Petit livre, grand roman. C’est un peu l’impression que l’on a quand on referme une nouvelle fois ce chef d’œuvre de Steinbeck. Le texte a beau renvoyer à une Amérique oubliée, le contexte, les personnages, la langue à un temps révolu, la magie tragique de ce petit livre opère toujours. Alors, quand Gallimard propose une nouvelle traduction de l’œuvre, on serait bien sot de ne pas s’y replonger.
« En plein cœur de la Grande Dépression, George et Lennie, deux ouvriers agricoles, parcourent à pied la Californie en quête de travaux journaliers dans des fermes. Malgré la rudesse de leur quotidien, ils partagent le même rêve : s’offrir leur propre lopin de terre avec des animaux. Plus que tout, ils veulent croire qu’un jour ils récolteront les fruits de leur labeur. » Voilà pour rappel l’intrigue que beaucoup d’entre nous ont découvert au cinéma avec Gary Sinise dans le rôle de George et John Malkovich dans le rôle de Lennie. A l’écran comme sur papier, le jeu des contraires est frappant, une forme de Laurel et Hardie tragique.

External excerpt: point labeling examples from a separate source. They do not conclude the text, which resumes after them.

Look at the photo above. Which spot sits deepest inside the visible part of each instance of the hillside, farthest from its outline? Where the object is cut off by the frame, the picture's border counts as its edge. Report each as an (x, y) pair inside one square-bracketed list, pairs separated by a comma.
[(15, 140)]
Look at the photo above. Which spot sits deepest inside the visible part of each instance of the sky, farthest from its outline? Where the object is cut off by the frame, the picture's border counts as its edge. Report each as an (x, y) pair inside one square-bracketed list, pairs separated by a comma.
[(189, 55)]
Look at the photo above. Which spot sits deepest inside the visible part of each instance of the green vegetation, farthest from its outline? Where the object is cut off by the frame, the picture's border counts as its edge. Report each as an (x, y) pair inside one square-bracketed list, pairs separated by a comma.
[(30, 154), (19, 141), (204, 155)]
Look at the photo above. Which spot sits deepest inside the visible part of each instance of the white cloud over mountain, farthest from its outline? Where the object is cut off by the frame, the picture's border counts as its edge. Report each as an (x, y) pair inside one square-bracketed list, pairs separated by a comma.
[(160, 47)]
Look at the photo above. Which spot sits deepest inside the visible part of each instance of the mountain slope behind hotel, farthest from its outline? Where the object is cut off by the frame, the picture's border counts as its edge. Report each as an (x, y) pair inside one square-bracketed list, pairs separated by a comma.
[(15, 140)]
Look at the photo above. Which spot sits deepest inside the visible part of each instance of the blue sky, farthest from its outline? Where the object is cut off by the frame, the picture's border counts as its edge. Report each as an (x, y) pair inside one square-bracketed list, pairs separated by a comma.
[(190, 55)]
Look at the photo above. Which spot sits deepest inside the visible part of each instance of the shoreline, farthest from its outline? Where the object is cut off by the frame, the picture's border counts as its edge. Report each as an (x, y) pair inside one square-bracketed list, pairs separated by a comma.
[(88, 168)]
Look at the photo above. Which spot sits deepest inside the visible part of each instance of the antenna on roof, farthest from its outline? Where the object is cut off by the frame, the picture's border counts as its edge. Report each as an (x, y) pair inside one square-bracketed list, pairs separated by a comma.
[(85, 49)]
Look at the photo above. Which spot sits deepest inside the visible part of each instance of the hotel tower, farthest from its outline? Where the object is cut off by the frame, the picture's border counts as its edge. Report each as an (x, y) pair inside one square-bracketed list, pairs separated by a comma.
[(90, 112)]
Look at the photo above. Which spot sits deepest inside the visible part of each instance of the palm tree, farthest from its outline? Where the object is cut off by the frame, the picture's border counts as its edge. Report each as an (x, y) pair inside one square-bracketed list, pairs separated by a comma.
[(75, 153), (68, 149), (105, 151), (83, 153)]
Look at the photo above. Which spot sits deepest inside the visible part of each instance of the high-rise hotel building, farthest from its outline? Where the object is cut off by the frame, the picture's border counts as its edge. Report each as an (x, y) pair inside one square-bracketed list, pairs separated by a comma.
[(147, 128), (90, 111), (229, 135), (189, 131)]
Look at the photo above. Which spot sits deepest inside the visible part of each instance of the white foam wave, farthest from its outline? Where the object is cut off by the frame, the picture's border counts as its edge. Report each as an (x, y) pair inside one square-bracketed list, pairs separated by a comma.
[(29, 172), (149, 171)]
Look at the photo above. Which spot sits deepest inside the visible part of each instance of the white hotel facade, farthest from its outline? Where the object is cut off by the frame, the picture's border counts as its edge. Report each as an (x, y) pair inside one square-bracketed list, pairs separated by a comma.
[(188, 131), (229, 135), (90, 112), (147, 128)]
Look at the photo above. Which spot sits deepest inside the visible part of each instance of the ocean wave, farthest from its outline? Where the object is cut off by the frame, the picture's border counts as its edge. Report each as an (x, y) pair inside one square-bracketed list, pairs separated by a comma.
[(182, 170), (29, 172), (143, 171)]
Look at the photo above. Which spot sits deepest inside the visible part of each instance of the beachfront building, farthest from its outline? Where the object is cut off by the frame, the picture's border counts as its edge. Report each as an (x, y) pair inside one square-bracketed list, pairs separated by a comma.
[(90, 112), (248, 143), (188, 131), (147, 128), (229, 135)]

Tout dans ce livre est jeu de miroir et d’excès. La force de Lennie répond à sa naïveté, l’intelligence de George au désespoir de sa situation. Difficile de ne pas être ému par ces destins brisés dans une Amérique qui ne pardonne rien.
Remercions donc Agnès Desarthe, la nouvelle traductrice, de nous inciter à porter un regard neuf sur une œuvre que, non sans prétention, on pensait connaître. Sans révolutionner le texte ni encore moins toucher à sa structure (encore heureux), cette nouvelle approche, où le langage est restitué avec force, rappelle la modernité et la résistance au temps du roman de Steinbeck.
Si rien ne peut remplacer la version originale d’une œuvre, si la traduction n’est toujours qu’un exercice impossible, soyons heureux de disposer de si belles portes d’entrée.